Ontario police force looking to Global Positioning System darts as alternative to unsafe pursuits

In 2016, 10 of the 28 motorcycle drivers that perished on OPP-patrolled roads were reportedly not at fault in the collisions that claimed their lives. By comparison, during the previous year (2015), 14 out of the 27 motorcyclists who were fatally involved in a collision were not at fault. OPP data found that the majority of ORV drivers who perished in accidents were either linked to alcohol/drug impairment or were noted to be riding without a helmet.

Alcohol/drug impairment was a factor in more than half (13) of the 22 ORV deaths that occurred in OPP jurisdictions a year ago.

Nine out of the 22 ORV riders who perished in accidents past year were without a helmet, the OPP noted. The figure was far worse in 2015, where six out of the 14 total fatal accident incidents involved the ORV rider failing to wear safety headgear. Helmets were even scarcer in 2015 incidents, with nearly half of (six) of the 14 deceased riders found without one.

Day to day policing does not come without inherent risks and in an attempt to curb suspect apprehension pursuits (SAP), the OPP is also launching this long weekend, the Satellite Technology Apprehension Response or STAR pilot project.

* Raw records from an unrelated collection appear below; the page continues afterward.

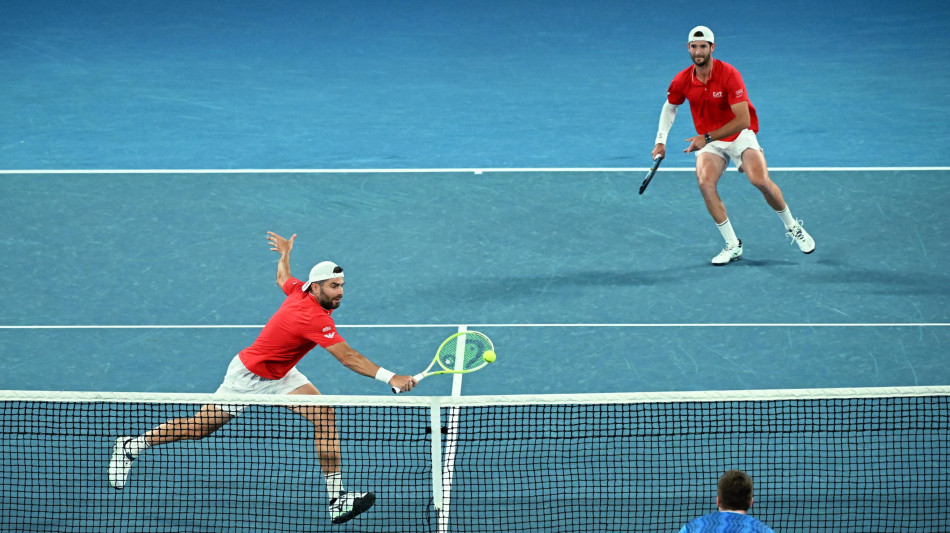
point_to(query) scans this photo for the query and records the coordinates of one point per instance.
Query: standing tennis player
(733, 498)
(268, 366)
(726, 123)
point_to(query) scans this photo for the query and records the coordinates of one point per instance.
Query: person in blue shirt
(734, 498)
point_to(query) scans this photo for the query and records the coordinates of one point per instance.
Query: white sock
(334, 484)
(787, 218)
(727, 233)
(136, 446)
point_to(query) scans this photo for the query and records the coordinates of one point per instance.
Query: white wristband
(384, 375)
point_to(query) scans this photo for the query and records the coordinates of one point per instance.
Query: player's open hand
(280, 244)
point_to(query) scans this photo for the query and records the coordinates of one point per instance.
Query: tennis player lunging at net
(727, 125)
(268, 366)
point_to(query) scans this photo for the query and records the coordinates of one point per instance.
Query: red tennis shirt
(711, 104)
(297, 327)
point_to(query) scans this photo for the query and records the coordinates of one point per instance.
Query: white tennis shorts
(240, 380)
(733, 149)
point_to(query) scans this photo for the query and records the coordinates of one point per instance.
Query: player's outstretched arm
(282, 246)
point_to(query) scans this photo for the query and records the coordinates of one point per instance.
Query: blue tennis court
(468, 165)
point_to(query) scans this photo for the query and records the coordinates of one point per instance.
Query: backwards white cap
(701, 33)
(322, 272)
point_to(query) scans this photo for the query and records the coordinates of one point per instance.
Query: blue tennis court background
(425, 84)
(341, 85)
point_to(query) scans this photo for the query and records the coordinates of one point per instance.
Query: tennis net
(859, 460)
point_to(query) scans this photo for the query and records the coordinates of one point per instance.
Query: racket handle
(418, 377)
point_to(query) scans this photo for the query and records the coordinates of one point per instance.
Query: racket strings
(472, 354)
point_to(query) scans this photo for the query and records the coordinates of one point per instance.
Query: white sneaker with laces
(120, 463)
(348, 505)
(732, 252)
(801, 237)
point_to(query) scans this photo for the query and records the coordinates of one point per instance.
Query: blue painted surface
(418, 84)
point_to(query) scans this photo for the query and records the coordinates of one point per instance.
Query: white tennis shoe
(732, 252)
(348, 505)
(120, 464)
(801, 237)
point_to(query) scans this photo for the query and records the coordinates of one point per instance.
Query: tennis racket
(461, 353)
(646, 181)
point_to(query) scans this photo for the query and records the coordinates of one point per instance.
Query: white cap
(322, 272)
(701, 33)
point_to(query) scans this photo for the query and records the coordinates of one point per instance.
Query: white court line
(383, 326)
(473, 170)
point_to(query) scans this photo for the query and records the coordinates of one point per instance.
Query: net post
(435, 420)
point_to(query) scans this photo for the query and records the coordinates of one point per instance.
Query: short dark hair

When a motorist fails to stop or accelerates away after being stopped, Schmidt says a projectile can be fired at the vehicle where it sticks - by adhesive and a magnet - and emits a Global Positioning System signal that can be tracked by one of the force's communications centres. Motorcyclists must always drive safely, defensively and assume that other drivers can not see them - an all-too-familiar claim in motorcycles crashes.

"This long weekend, remember that risky driving poses a serious risk to motorcyclists and off-road vehicles". We all have a shared responsibility to follow the rules of the road and to operate any motor vehicle safely.